It may come as a surprise to many that Massachusetts is one of those states in the majority. But the good news is there are people both here in Massachusetts and throughout the country working to stop this practice. The Christian Science Monitor last week ran the following article on the movement in many states around the country to reform or abolish these sentencing laws: States Reconsider Life Behind Bars For Youth - Christian Science Monitor, by Amanda Paulson .
Current prospects for abolition are not great, but this article does give some hope. I have previously argued for a ban of such sentences on human rights grounds and have discussed this issue in these previous posts: Deadly Delinquents, Deadbeat Dads, and the Dangers of Demonization and Massachusetts Youthful Offender Law Challenged in Worcester.
For information and links related to Massachusetts criminal law see the criminal defense page of my law firm website.
EXCERPTS FROM CHRISTIAN SCIENCE MONITOR ARTICLE:
Chicago - How should a society treat its youngest criminal offenders? And the families of victims of those offenders?
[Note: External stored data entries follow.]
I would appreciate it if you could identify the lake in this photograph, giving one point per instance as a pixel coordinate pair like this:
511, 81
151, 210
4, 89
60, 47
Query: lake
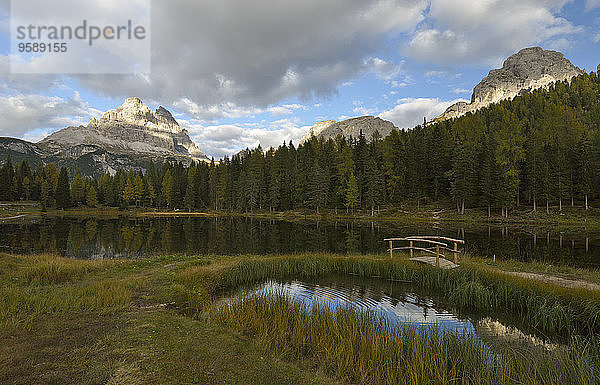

Half a dozen states are now weighing these questions anew, as they consider whether to ban life sentences for juveniles that don't include a option for parole – and whether those now serving such sentences should have a retroactive shot at parole.
Here in Illinois, proposed legislation would give 103 people – most convicted of unusually brutal crimes – a chance at parole hearings, while outlawing the sentence for future young perpetrators.
The proposal has victims' families up in arms, angry that killers they had been told were in prison for life might be given a shot at release and that they'd need to regularly attend hearings in the future, reliving old traumas, to try to ensure that these criminals remain behind bars.
Advocates of legislation, meanwhile, both in Illinois and elsewhere, note that the US is the only country in the world with anyone – nearly 2,400 across the nation – serving such a severe sentence for a crime committed as a juvenile. They criticize the fact that the sentence is often mandatory, part of a system devoid of leniency for a teenager's lack of judgment, or hope that youth can be reformed.
The current legislation in Illinois is unlikely to go anywhere, with its key sponsor backing away last week and saying more time is needed to dialogue with victims. Reform advocates hope to have new legislation introduced in the near future. Colorado outlawed juvenile life without parole in 2006, and legislation is pending in Michigan, Florida, Nebraska, and California, while a few other states are experiencing grass-roots efforts.
Some activists against the sentence say they hope they can work with victims' families to take their concerns into account even as they do away with the sentence. In Michigan, where a set of bills is before both the Senate and the House, activists have had some success building dialogue with victims, says Deborah LaBelle, a human rights attorney based in Ann Arbor and director of the ACLU's Juvenile Life Without Parole Initiative.
"We need to allow both voices to be heard," says Ms. LaBelle. But she feels strongly that the sentence is inappropriate for youth. "As every parent knows and as every social scientist understands, this is a time of ill-thought-out, impulsive lack of judgment, problematic years… To throw them away and say you're irredeemable as a child is a disturbing social concept."